CVE-2024-48714
Description
In TP-Link TL-WDR7660 v1.0, the guestRuleJsonToBin function handles the parameter string name without checking it, which can lead to stack overflow vulnerabilities.
AI Insight
LLM-synthesized narrative grounded in this CVE's description and references.
Stack overflow in TP-Link TL-WDR7660 v1.0 guestRuleJsonToBin function via unchecked 'name' parameter allows denial of service.
Vulnerability
The guestRuleJsonToBin function in TP-Link TL-WDR7660 v1.0 does not validate the length of the name parameter, leading to a stack overflow when a long string is provided [1]. The vulnerability exists in the firmware version v1.0 and is reachable through the web interface's guest network configuration endpoint.
Exploitation
An attacker with network access to the router's web interface and a valid authentication cookie can send a crafted HTTP POST request to the /stok=... endpoint [1]. The request includes a JSON payload with an excessively long name field (e.g., "a"*0x100000), which triggers the overflow in guestRuleJsonToBin when processing the guest network settings [1].
Impact
Successful exploitation causes a stack overflow, resulting in a denial of service where the guest network configuration becomes unresponsive [1]. The router may crash or become unstable, preventing legitimate modifications to guest network rules.
Mitigation
As of the publication date (2024-10-15), no official patch has been released for this vulnerability [1]. Users should monitor TP-Link for firmware updates and restrict access to the web interface to trusted networks as a temporary workaround.

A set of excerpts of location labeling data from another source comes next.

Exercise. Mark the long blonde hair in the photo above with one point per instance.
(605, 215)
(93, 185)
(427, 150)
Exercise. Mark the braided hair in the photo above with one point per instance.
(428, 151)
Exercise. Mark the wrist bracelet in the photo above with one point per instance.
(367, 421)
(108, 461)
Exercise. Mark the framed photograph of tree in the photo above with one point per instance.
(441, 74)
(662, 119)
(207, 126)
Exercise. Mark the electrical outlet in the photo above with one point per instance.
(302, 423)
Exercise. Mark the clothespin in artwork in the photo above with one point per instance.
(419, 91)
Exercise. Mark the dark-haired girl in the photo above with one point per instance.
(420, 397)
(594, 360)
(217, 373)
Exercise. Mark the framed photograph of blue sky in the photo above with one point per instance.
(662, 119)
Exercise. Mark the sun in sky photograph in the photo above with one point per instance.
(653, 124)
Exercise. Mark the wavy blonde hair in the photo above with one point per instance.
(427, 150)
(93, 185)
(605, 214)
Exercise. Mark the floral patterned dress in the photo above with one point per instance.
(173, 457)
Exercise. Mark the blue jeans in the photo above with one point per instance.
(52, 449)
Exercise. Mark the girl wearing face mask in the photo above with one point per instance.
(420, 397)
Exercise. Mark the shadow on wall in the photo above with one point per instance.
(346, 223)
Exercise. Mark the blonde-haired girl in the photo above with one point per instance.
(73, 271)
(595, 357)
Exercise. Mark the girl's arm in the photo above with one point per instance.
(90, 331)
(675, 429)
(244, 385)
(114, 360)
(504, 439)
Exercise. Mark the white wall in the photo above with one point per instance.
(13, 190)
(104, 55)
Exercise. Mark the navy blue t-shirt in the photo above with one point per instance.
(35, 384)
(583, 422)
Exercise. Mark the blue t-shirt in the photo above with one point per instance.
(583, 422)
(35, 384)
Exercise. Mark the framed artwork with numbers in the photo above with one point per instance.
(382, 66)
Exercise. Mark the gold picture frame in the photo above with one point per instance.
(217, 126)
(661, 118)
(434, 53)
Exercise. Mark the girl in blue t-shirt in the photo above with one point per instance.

AI Insight generated on May 26, 2026. Synthesized from this CVE's description and the cited reference URLs; citations are validated against the source bundle.
Affected products
2(expand)+ 1 more
- (no CPE)
- (no CPE)range: 1.0
Patches
0No patches discovered yet.
Vulnerability mechanics
AI mechanics synthesis has not run for this CVE yet.
References
1News mentions
0No linked articles in our index yet.